# Car acceleration/deceleration

1. Jan 29, 2006

### dxlogan187

A cab driver picks up a customer and delivers her 2.40 km away, driving a straight route. The driver accelerates to the speed limit and, upon reaching it, begins to decelerate immediately. The magnitude of the deceleration two times the magnitude of the acceleration. Find the lengths of the acceleration and deceleration phases.

The problems is asking for:
km traveled during acceleration
km traveled during deceleration

Since it says decceleration is two times the magnitude of the acceleration I tried multiplying 2/3 times 2.4 km to give me the correct ration of distance traveled, but that didn't work. I'm not sure where to go from here because it seems like I don't have enough information here to solve it.

Thanks,
Logan

Last edited: Jan 29, 2006
2. Jan 29, 2006

### Gamma

You have enough information to solve this. try again.

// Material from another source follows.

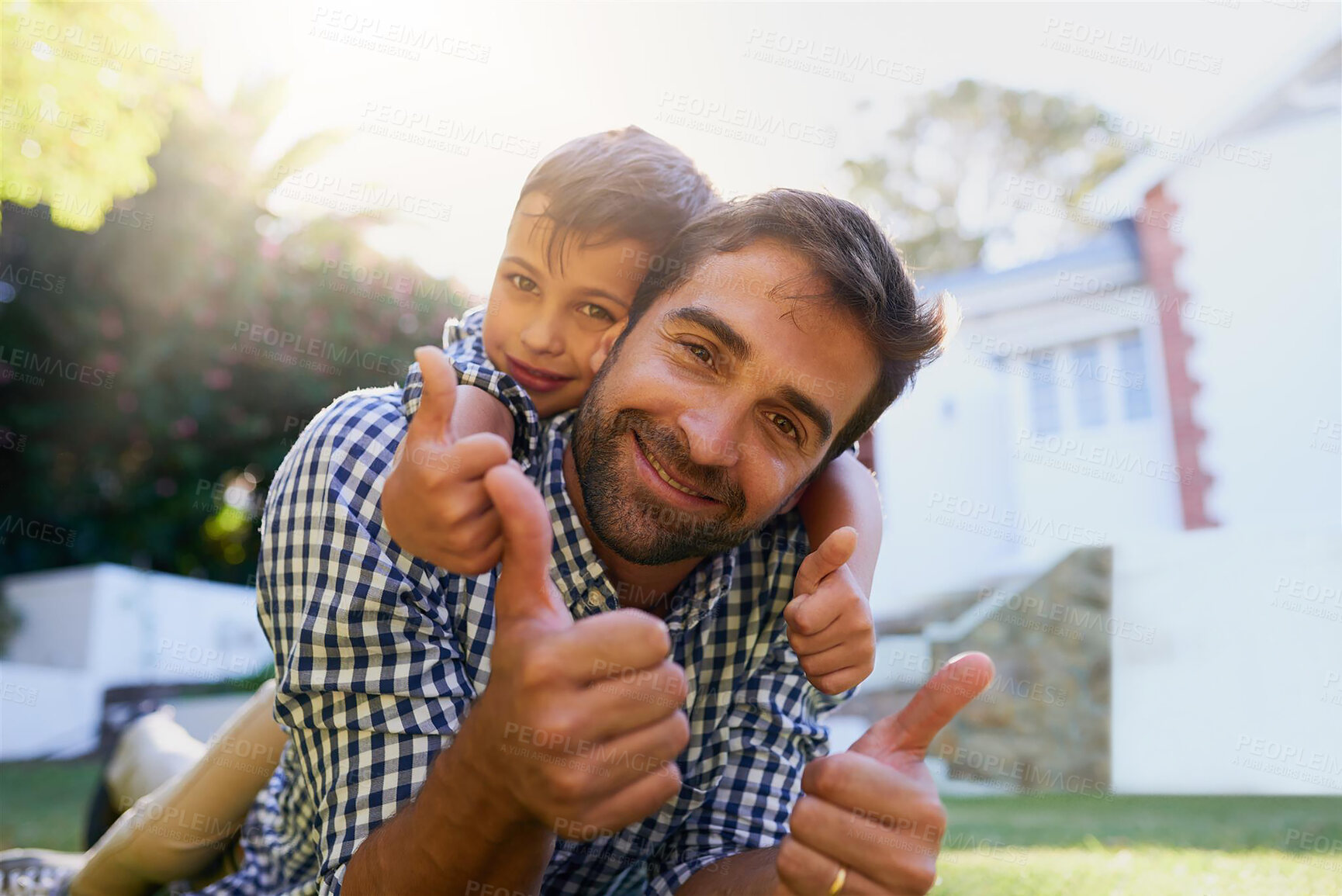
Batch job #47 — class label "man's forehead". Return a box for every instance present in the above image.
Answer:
[686,239,827,298]
[656,243,877,429]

Use one of the kinematic equation for both phases of the travel.

3. Feb 5, 2010

### Late4sk00l

Is it that the magnitude is considered an X1 and X2? - Magnitude is the extent of the acceleration, what the acceleration reaches right?

4. Feb 5, 2010

### ideasrule

What's the equation for the distance traveled during constant acceleration? Get two of those formulas (one for acceleration, one for deceleration) and add them together; that will equal to the total distance driven. You also need one more equation. Do you know what it is?

5. Feb 6, 2010

### Late4sk00l

A cab driver picks up a customer and delivers her 2.00 km away, driving a straight route. The driver accelerates to the speed limit and, upon reaching it, begins to decelerate immediately. The magnitude of the deceleration is three times the magnitude of the acceleration. Find the lengths of the acceleration and deceleration phases of the trip.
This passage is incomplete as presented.